Google Cloud Spanner Dialect for Hibernate ORM

Table of Contents

Quick Set-Up
Examples
User Guide
Cloud Spanner Hibernate ORM Limitations

This is a dialect compatible with Hibernate 5.4 for the Google Cloud Spanner database service. The SpannerDialect produces SQL, DML, and DDL statements for most common entity types and relationships using standard Hibernate and Java Persistence annotations.

Please see the following sections for important details about dialect differences due to the unique features and limitations of Cloud Spanner.

Quick Set-Up

First, add the Maven dependencies for the Cloud Spanner Hibernate Dialect and the Cloud Spanner JDBC driver.

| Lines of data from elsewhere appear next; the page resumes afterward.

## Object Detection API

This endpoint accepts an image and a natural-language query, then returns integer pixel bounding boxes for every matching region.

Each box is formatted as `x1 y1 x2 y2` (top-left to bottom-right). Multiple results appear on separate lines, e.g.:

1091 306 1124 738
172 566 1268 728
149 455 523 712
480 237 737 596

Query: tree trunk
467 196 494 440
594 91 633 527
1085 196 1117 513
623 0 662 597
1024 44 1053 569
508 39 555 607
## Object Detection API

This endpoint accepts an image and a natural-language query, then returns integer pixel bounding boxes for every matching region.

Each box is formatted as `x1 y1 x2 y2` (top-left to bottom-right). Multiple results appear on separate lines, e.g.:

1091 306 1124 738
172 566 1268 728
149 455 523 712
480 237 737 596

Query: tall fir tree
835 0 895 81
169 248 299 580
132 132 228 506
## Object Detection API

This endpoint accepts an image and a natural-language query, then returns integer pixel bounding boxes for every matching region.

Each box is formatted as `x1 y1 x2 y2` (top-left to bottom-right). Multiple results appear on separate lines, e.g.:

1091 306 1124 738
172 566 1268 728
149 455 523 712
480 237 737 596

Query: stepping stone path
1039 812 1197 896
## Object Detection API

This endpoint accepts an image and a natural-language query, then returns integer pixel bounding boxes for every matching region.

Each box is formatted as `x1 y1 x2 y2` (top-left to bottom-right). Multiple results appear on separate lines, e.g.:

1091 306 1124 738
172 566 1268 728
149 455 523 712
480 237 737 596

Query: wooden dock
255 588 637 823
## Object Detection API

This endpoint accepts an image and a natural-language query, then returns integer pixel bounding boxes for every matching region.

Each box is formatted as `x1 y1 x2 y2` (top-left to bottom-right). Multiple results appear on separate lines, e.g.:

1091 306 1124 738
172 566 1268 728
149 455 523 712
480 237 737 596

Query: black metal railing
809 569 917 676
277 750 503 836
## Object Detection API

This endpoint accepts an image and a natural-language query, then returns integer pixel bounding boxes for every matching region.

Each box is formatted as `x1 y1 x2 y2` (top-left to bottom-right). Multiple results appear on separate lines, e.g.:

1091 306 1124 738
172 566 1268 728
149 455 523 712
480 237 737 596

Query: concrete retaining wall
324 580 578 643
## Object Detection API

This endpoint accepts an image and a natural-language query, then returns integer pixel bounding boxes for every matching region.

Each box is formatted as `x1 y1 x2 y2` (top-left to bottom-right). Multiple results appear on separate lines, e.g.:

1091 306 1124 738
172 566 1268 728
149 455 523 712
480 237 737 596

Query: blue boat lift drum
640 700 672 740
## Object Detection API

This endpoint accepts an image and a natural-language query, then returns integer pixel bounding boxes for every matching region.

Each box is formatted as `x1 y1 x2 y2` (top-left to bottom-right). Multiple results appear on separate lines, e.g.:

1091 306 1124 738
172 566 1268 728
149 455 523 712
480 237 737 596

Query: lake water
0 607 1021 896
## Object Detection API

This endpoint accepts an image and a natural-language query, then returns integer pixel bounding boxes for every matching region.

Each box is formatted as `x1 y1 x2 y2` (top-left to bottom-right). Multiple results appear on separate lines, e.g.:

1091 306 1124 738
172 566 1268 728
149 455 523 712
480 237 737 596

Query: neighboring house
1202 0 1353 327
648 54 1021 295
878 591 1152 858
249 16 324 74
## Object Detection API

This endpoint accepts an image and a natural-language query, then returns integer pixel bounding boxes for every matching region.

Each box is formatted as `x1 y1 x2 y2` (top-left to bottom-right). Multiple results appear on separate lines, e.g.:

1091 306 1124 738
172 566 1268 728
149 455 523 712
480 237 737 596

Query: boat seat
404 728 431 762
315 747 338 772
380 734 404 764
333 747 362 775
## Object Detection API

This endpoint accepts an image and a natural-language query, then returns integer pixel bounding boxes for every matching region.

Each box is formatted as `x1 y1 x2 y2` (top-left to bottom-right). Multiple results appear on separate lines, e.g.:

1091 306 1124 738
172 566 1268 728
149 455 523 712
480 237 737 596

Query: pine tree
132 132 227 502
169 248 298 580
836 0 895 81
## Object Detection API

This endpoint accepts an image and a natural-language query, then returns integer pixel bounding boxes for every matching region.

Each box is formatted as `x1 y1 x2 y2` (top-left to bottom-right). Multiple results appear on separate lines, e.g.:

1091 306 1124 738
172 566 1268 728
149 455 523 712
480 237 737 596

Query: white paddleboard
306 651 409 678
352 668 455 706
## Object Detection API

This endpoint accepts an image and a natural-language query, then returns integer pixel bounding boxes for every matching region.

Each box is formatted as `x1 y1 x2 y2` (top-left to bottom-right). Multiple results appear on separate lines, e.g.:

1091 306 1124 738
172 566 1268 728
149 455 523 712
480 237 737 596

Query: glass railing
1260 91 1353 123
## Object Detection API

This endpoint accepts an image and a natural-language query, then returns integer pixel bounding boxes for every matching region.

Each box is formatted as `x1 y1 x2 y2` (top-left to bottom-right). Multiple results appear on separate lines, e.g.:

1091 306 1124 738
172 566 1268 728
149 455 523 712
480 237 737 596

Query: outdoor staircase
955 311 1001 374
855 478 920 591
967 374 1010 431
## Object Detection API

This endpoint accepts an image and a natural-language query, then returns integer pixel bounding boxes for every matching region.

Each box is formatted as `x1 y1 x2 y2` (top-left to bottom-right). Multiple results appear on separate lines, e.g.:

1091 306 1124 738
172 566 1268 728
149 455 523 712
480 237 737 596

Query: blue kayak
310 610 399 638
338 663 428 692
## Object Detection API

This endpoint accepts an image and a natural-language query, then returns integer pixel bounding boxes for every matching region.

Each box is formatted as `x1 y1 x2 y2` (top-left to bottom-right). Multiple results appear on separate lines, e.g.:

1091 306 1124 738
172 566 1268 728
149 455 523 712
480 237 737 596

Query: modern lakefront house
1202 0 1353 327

Maven coordinates for the dialect:

<dependency>
  <groupId>com.google.cloud</groupId>
  <artifactId>google-cloud-spanner-hibernate-dialect</artifactId>
  <version>1.5.3</version>
</dependency>

Maven coordinates for the official open source Cloud Spanner JDBC Driver.

<dependency>
  <groupId>com.google.cloud</groupId>
  <artifactId>google-cloud-spanner-jdbc</artifactId>
  <version>2.0.0</version>
</dependency>

Note	Hibernate ORM with Cloud Spanner is officially supported only with the open source Cloud Spanner JDBC Driver.

If you’re using a SNAPSHOT version of the dialect, please add the Sonatype Snapshots repository to your pom.xml:

<repository>
  <id>snapshots-repo</id>
  <url>https://oss.sonatype.org/content/repositories/snapshots</url>
  <releases><enabled>false</enabled></releases>
  <snapshots><enabled>true</enabled></snapshots>
</repository>

Configuring the SpannerDialect and a Cloud Spanner Driver class is typical of all Hibernate dialects in the hibernate.properties file:

hibernate.dialect=com.google.cloud.spanner.hibernate.SpannerDialect
hibernate.connection.driver_class=com.google.cloud.spanner.jdbc.JdbcDriver
hibernate.connection.url=jdbc:cloudspanner:/projects/{INSERT_PROJECT_ID}/instances/{INSERT_INSTANCE_ID}/databases/{INSERT_DATABASE_ID}

The service account JSON credentials file location should be in the GOOGLE_APPLICATION_CREDENTIALS environment variable. The driver will use default credentials set in the Google Cloud SDK gcloud application otherwise.

You are now ready to begin using Hibernate with Cloud Spanner.

Examples

To see some examples of using the dialect, please consult our sample applications or try the Cloud Spanner Hibernate codelab.

User Guide

This guide contains a variety of best practices for using Hibernate with Spanner which can significantly improve the performance of your application.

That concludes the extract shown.